Trainees and junior staff may find themselves being directed to break confidentiality by a trainer or supervisor: a disclosure which did not seem significant to you may ring alarm bells for someone with more experience.

Again, your client should be aware that confidentiality is limited, but in this case you probably won’t have been able to prepare the client for this specific disclosure. You should not be left to manage the disclosure and the client’s reaction yourself: a good move might be for your supervisor to be present at the next meeting (if any) to explain their decision and take the brunt of any negative response.

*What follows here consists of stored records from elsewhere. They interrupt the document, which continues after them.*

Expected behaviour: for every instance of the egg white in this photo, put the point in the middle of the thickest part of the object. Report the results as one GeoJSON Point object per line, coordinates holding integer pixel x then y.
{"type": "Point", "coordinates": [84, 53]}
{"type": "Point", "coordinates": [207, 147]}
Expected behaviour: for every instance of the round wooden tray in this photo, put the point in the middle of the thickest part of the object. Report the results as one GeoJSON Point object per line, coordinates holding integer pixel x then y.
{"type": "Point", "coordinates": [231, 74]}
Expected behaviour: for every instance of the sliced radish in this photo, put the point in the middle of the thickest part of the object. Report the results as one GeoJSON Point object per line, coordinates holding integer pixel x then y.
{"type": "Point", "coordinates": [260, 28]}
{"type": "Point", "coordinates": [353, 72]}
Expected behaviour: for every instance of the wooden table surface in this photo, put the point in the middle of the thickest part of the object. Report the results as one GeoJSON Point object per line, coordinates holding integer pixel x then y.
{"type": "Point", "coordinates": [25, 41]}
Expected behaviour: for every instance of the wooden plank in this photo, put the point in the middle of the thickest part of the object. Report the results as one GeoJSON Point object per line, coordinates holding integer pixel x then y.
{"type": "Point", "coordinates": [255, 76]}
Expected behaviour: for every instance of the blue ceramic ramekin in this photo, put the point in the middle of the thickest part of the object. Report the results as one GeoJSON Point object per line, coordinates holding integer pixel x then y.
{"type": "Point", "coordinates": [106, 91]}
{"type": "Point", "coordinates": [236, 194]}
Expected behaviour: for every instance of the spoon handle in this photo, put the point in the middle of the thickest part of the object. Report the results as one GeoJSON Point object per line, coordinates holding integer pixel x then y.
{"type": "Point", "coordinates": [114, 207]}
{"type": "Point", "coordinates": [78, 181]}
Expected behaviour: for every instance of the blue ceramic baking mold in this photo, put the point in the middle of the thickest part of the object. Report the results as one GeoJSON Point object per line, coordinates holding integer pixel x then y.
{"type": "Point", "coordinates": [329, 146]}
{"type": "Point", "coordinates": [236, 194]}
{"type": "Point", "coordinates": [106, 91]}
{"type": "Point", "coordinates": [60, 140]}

If this sounds disempowering for you, consider that you’re in a learning situation and that these circumstances are actually pretty rare: take the opportunity to watch a more experienced therapist handle such a situation before you have to deal with one alone!

Problems may arise if you disagree with your trainer or supervisor’s decision. Most training contracts are written on the basis that your supervisor is ultimately responsible for your caseload: your clients are really theirs. You should hopefully be able to discuss any such disagreement with your supervisor but, if you do not have such a good working relationship, you may wish to clarify your exact responsibilities and rights regarding your clients: your training course, employer or professional body should be able to advise you.

Required by law

You should be aware that lawyers, courts and other agencies (e.g. police and social services) may request or require that you provide access to your casenotes. This is almost certain to breach the client’s confidentiality, although the consequences will vary greatly from case to case.

Both your professional body and your employing organisation should have guidance as to your responsibilities in such cases but, ultimately, a court can insist that you hand over your notes or face charges yourself.

In such circumstances, you will usually have plenty of time to seek professional and even legal advice as to your position. Organisations’ legal departments exist, in part, to guide staff in such circumstances, although it is as well to remember that their first responsibility is to your employer, not to you.

The important point here is to be aware that your casenotes may be requested by a court long after you have moved on to another job and that, if you are not contactable, a colleague may be required to manage matters in your stead. You should write your notes on the basis that they may one day be read out in court: if you wouldn’t swear to it, think again before you write it.